I am having some problems understanding the variable importance
and feature selection
graphs from caret
. Here some data:
require(mlbench)
require(caret)
require(pglm)
require(e1071)
require(pROC)
require(randomForest)
data(Unions) # from the pglm package
Unions <- Unions[c("id", "year", "union", "age", "exper", "married", "ethn",
"disability", "rural", "region", "wage", "sector", "occ")]
Unions$union <- as.factor(Unions$union) # for classification as factor
trainIndex <- createDataPartition(Unions$union, p=.4, list=FALSE, times=1)

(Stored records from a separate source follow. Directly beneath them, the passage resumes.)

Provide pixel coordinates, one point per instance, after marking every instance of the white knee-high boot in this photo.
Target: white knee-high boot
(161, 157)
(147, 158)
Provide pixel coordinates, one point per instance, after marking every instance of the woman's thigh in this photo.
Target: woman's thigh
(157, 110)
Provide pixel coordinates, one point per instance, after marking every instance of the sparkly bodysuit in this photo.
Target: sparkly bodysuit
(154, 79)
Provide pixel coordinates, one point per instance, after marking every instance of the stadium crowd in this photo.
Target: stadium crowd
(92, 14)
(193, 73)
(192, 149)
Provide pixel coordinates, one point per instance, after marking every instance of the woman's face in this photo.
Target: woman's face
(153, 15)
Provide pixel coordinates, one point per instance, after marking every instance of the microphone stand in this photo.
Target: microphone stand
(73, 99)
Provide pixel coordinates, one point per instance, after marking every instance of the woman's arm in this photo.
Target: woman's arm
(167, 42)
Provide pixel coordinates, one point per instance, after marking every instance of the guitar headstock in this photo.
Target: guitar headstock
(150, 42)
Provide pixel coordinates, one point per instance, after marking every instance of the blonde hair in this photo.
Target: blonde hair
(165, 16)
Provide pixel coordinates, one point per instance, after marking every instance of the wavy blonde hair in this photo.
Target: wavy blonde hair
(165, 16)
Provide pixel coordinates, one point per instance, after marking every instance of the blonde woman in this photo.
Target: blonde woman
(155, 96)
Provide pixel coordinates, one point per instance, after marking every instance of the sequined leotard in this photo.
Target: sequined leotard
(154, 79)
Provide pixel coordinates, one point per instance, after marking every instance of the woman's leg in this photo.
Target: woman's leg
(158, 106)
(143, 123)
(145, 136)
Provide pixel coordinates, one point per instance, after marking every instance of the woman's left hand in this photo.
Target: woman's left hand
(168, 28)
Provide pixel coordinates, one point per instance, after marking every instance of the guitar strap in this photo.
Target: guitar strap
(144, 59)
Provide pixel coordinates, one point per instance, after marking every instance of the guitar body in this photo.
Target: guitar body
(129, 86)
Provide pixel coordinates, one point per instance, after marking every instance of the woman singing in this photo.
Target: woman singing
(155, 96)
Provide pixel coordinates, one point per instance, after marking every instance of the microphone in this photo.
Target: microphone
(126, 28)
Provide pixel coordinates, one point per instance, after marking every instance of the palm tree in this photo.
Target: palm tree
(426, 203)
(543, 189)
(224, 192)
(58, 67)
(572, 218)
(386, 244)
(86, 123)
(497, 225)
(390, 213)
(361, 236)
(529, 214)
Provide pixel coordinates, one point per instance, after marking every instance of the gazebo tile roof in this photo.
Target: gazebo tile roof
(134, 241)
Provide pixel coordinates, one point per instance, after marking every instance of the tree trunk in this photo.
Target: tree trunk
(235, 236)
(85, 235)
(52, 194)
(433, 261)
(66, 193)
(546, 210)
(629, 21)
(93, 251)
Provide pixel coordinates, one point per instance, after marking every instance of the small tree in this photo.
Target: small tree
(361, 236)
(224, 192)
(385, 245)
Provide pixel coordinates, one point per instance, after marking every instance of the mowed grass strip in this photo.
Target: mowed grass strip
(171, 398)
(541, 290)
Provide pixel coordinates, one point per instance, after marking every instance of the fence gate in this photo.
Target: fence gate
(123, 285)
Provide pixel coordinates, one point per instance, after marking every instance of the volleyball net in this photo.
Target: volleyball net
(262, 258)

UnionsTrain <- Unions[ trainIndex,]
UnionsTest <- Unions[-trainIndex,]
#### Plotting Variable Importance ######
control <- trainControl(method="repeatedcv", number=10, repeats=3)
LVQmodel <- train(union~., data=UnionsTrain, method="lvq", preProcess="scale",
trControl=control)
LVQimportance <- varImp(LVQmodel, scale=FALSE)
plot(LVQimportance)
How can I interpret the following graph? Using that set up, may I say, that feature Wage was in ca. 6 out of 10 cases important to classify a union member? Perhaps one could provide a more substantial interpretation.
Additionally I have used the graphical feature selection:
#### Plotting Feature Selection ######
rfecontrol <- rfeControl(functions=rfFuncs, method="cv", repeats=5, verbose=FALSE,
number=5)
results <- rfe(UnionsTrain[,4:13], as.factor(UnionsTrain[,3]), sizes=c(4:13),
rfeControl=rfecontrol, metric="Accuracy")
ggplot(results, type=c("g","o"), metric="Accuracy") +
scale_x_continuous(breaks=4:13, labels=names(UnionsTrain)[4:13])
Do I have to interpret this graph in subsets? Why does the graph depend on the order of my variables rather on the accuracy of the model?